Chandrayaan 2, India's Rs 1,000 Crore Mission to the Moon, to be Powered by Women
ISRO chairman K Sivan said the women scientists have played major roles in previous satellite launches and projects.
Pictures of the modules of India's second lunar mission Chandrayaan-2.
Bengaluru: Chandrayaan 2 will be India’s first interplanetary mission to be steered by two women — project director M Vanitha and mission director Ritu Karidhal.
ISRO Chairman K Sivan told mediapersons that there have been many instances of women scientists being project directors for other satellite programmes. But this is just the third time that ISRO is embarking on an outer space exploration mission — after Chandrayaan 1 and the Mars Orbiter Mission — and women have made their mark here as well.
"We only looked at the most fit person for the job, and it so happened that it was women here.

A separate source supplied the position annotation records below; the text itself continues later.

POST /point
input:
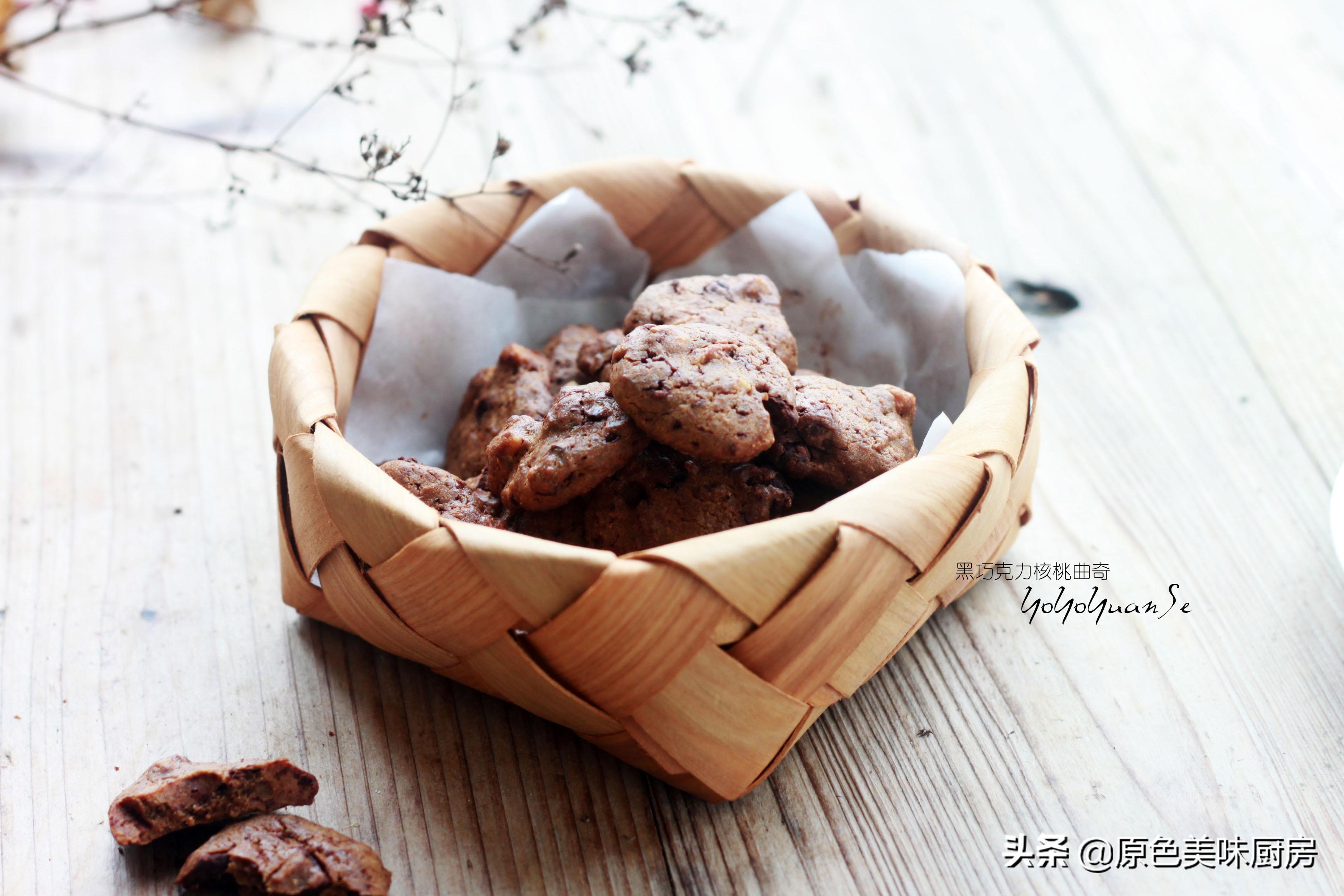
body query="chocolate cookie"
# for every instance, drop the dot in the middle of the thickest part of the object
(447, 494)
(595, 359)
(663, 496)
(846, 434)
(705, 390)
(287, 855)
(177, 793)
(742, 303)
(518, 383)
(584, 440)
(506, 450)
(562, 524)
(564, 352)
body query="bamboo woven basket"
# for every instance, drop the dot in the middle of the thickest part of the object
(704, 662)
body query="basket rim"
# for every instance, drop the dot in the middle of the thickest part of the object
(408, 231)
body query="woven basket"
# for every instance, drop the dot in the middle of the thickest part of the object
(702, 662)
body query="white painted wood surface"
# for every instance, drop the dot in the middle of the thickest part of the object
(1179, 166)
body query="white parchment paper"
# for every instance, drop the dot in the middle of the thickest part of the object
(866, 319)
(874, 317)
(435, 330)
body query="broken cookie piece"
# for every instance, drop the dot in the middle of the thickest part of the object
(585, 438)
(663, 496)
(704, 390)
(846, 434)
(744, 303)
(447, 494)
(287, 855)
(519, 383)
(564, 352)
(177, 793)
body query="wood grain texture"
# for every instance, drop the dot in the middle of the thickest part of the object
(1175, 164)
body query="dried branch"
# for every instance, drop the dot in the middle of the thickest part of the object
(383, 162)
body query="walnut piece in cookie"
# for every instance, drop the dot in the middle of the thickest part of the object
(506, 450)
(564, 352)
(518, 383)
(595, 359)
(741, 303)
(287, 855)
(447, 494)
(705, 390)
(663, 496)
(584, 440)
(177, 793)
(846, 434)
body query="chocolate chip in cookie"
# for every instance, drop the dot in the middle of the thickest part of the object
(564, 352)
(518, 383)
(447, 494)
(707, 391)
(846, 434)
(585, 438)
(742, 303)
(595, 359)
(663, 496)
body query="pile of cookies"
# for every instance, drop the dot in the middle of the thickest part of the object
(691, 418)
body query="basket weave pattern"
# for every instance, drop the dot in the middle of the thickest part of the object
(702, 662)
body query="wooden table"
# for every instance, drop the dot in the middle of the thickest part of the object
(1178, 166)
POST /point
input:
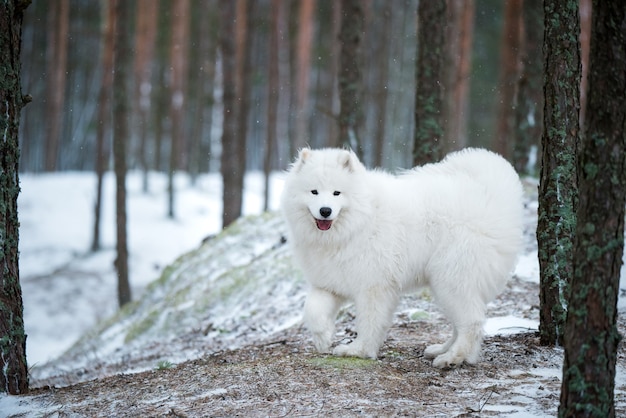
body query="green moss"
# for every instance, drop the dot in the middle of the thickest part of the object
(140, 327)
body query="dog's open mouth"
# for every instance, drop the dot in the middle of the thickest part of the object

It didn't make a difference for us...," he said.
In fact, 30% of the Chandrayaan 2 team are women, he announced.
Giving details of the mission, Sivan said the landing on the moon near the South Pole, an uncharted territory so far, would be on September 6 or 7. The launch would take place at 2.51 am on board the GSLV MK-III vehicle from the spaceport of Sriharikota.
The spacecraft, with a mass of 3.8 tonne, has three modules -- Orbiter, Lander (Vikram) and Rover (Pragyan).
Sivan said Orbiter would have eight payloads, Lander three and Rover two.
The mission cost of Chandrayaan-2 with regard to the satellite was Rs 603 crore, he noted. The cost of GSLV MK III is Rs 375 crore.